Lonnie Davis is part of the husband-wife team that founded The Jazz Arts Initiative, a local nonprofit dedicated to promoting jazz music. The organization later started The Jazz Room at Stage Door Theater (Photo: Glenn H. Burkins)
That’s when this cozy, black-box theater, part of the Blumenthal Performing Arts Center, is converted into The Jazz Room, arguably the closest thing Charlotte has to a big-city jazz club.
Less than two months old, The Jazz Room is the brainchild of the wife-husband team of Lonnie and Ocie Davis. Lonnie, a New Orleans native, is president and director of The Jazz Arts Initiative, a local nonprofit dedicated to promoting the art form she loves. Ocie, a drummer born and raised in California, serves as creative director. They met while studying jazz at the University of New Orleans.
The concept behind The Jazz Room is simple: For one evening each month, jazz lovers, as well as those wanting to know more about the genre, can listen and learn in an intimate setting.
The current series, which kicked off in April, showcases local musicians performing the works of some of the great jazz legends. Each show is dedicated to the music of a specific artist.
On opening night, for example, Chad Lawson and his band played the music of pianist Bill Evans. That was followed in May with Mark Rapp performing the works of Miles Davis. (In June, local trombonist Tyrone Jefferson is scheduled to pay tribute to Locksley Wellington “Slide” Hampton.)

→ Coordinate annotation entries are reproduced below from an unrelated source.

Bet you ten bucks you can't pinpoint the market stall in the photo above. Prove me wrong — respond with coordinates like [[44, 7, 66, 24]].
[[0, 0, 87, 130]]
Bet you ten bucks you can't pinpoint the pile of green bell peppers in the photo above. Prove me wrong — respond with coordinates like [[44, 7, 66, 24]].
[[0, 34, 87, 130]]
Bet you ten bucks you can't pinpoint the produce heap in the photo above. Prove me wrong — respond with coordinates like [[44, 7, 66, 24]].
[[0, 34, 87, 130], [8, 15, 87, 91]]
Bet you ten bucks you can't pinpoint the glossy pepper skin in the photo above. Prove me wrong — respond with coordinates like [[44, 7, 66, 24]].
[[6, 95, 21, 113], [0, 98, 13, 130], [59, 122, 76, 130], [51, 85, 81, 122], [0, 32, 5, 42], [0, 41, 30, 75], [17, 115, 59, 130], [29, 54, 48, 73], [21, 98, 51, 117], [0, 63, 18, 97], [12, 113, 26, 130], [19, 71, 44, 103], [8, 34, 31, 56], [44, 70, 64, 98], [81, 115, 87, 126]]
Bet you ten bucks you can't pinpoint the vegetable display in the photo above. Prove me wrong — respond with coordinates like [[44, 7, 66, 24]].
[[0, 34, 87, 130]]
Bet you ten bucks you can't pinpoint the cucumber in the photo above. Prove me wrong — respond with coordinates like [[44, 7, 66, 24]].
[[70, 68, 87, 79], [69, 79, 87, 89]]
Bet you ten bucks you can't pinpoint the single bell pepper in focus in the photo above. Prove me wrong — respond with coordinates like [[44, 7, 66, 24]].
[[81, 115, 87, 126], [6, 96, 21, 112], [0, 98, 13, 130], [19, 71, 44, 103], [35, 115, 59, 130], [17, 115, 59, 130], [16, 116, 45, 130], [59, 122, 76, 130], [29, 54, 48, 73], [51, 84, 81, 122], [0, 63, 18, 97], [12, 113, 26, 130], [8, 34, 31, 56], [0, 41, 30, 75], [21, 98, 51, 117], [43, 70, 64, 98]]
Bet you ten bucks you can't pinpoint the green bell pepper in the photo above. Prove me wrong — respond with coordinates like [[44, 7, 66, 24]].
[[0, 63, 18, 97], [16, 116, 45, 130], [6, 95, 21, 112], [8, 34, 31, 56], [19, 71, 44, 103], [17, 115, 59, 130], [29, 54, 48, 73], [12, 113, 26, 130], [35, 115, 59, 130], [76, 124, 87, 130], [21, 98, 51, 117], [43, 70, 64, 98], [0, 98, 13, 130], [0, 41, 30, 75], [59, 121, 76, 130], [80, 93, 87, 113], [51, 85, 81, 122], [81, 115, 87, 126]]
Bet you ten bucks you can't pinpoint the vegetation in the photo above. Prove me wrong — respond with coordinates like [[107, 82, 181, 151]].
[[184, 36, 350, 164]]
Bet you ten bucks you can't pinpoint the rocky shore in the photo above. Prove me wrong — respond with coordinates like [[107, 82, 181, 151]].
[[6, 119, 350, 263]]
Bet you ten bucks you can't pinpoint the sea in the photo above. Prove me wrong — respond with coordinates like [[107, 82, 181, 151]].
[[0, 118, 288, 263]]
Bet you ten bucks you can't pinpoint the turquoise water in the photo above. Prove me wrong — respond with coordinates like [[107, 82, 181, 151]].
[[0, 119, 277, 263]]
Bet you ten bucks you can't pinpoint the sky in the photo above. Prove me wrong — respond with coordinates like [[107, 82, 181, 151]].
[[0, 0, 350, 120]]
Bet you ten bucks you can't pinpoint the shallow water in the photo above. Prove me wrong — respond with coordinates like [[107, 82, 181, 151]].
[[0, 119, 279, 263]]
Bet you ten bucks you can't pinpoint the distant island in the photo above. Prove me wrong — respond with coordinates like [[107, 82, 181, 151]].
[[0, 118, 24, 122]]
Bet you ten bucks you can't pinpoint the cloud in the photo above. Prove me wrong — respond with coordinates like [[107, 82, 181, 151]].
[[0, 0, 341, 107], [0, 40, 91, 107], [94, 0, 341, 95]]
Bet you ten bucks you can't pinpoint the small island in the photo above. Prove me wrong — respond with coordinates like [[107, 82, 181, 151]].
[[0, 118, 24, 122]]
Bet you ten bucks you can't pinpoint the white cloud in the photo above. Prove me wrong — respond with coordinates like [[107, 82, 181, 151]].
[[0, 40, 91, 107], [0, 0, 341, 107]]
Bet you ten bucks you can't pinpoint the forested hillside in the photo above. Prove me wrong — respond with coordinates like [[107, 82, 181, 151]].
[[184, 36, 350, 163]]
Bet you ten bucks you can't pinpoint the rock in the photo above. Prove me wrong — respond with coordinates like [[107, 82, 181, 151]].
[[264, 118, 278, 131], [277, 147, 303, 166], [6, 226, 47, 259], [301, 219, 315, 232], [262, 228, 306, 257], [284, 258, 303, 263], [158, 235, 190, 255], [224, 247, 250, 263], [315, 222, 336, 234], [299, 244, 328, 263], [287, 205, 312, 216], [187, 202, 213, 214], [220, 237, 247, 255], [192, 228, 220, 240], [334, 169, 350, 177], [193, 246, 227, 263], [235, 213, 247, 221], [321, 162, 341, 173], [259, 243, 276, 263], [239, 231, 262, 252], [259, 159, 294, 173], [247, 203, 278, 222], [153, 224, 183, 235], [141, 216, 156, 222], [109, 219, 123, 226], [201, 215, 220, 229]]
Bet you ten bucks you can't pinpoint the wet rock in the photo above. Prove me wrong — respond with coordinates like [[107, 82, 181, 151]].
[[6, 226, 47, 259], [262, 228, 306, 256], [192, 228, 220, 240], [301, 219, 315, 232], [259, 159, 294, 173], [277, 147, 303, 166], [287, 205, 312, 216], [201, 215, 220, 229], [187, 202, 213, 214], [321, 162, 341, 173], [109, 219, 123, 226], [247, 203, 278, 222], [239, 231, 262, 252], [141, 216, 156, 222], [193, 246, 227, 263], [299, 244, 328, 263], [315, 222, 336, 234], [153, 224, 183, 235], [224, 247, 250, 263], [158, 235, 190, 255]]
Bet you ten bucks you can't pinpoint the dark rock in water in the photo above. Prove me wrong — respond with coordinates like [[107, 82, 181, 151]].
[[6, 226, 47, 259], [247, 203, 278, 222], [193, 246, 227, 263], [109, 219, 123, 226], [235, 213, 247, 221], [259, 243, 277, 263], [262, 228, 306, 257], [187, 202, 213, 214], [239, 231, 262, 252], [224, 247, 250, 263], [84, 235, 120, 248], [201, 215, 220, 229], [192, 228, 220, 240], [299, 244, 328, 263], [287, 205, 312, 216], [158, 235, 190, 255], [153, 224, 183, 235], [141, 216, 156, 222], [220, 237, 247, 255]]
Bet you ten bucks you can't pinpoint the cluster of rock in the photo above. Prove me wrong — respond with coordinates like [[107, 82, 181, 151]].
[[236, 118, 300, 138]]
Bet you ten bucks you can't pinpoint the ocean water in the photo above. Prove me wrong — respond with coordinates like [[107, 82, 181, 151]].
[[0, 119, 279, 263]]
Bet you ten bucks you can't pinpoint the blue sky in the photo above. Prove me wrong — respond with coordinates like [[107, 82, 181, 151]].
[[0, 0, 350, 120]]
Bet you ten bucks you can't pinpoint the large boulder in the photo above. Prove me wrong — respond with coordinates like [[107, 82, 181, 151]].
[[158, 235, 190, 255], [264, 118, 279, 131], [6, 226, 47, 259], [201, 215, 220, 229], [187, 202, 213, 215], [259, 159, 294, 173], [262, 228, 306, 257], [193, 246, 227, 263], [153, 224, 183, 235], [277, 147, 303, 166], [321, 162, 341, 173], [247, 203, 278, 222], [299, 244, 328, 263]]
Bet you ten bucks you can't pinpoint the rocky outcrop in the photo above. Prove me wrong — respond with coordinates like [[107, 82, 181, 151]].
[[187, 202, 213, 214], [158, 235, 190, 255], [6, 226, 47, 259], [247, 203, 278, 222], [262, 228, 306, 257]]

The scene is unlike anything you’ll find in Charlotte, where most jazz is played in restaurant settings where music competes with clanking dishes, idol chit-chat and busy wait staffs. Inside The Jazz Room, it’s all about the music…well, except for a cash bar nestled beside the stage. (Again, the authentic jazz club feel.) Lonnie Davis calls it a “listening room.”
Up front, just inches from the stage, about a dozen or so tables are reserved for people who have purchased Jazz Room membership packages ($125 to $600). The general public is seated just behind the members in stadium-style rows, but in this small venue, every seat has an up-close feel.
Lonnie Davis said she hoped The Jazz Room would attract two types of people – those who already love the genre and those who want to learn more.
“There is a need, in my opinion, for a jazz venue that serves this purpose,” she said in a recent interview with Qcitymetro.com. “There is a need for a listening room, a jazz listening room in Charlotte.”
At the May performance, the audience was decidedly diverse – black and white, young and older, working and retired, casually dressed and business attired. On stage, when Rapp wasn’t playing, he was chatting with listeners about Miles Davis and the complex tunes he performed, joking at one point about how the great trumpeter once tried (unsuccessfully) to master the didgeridoo, an Australian went instrument.
Adventures in the Qcity is a series that spotlights local destinations and is sponsored by the Charlotte Area Transit System (CATS). Learn about other destinations on our special page.
Given The Jazz Room’s early success, we asked Lonnie Davis if she had plans to add additional performances. It’s too early to tell, she said, suggesting that the six-month mark might provide a better perspective.
If you decide to visit The Jazz Room at The Stage Door Theater, a reservation is advised but not required. The venue holds about 150 people, and ushers that first night had to turn away about 40 disappointed jazz fans, Lonnie Davis said. The May performance appeared to be sold out as well.
GETTING THERE: Although Stage Door Theater is part of the Blumenthal Performing Arts Center, the small entrance with no permanent signage is on College Street (not north Tryon), between Trade and 5th streets. (Look for double doors made of chrome and glass.) From the CATS Transit Center (bus or light rail), walk northwest on Trade Street until you reach College Street, then turn right for one black. (If you cross 5th Street you’ve gone too far.)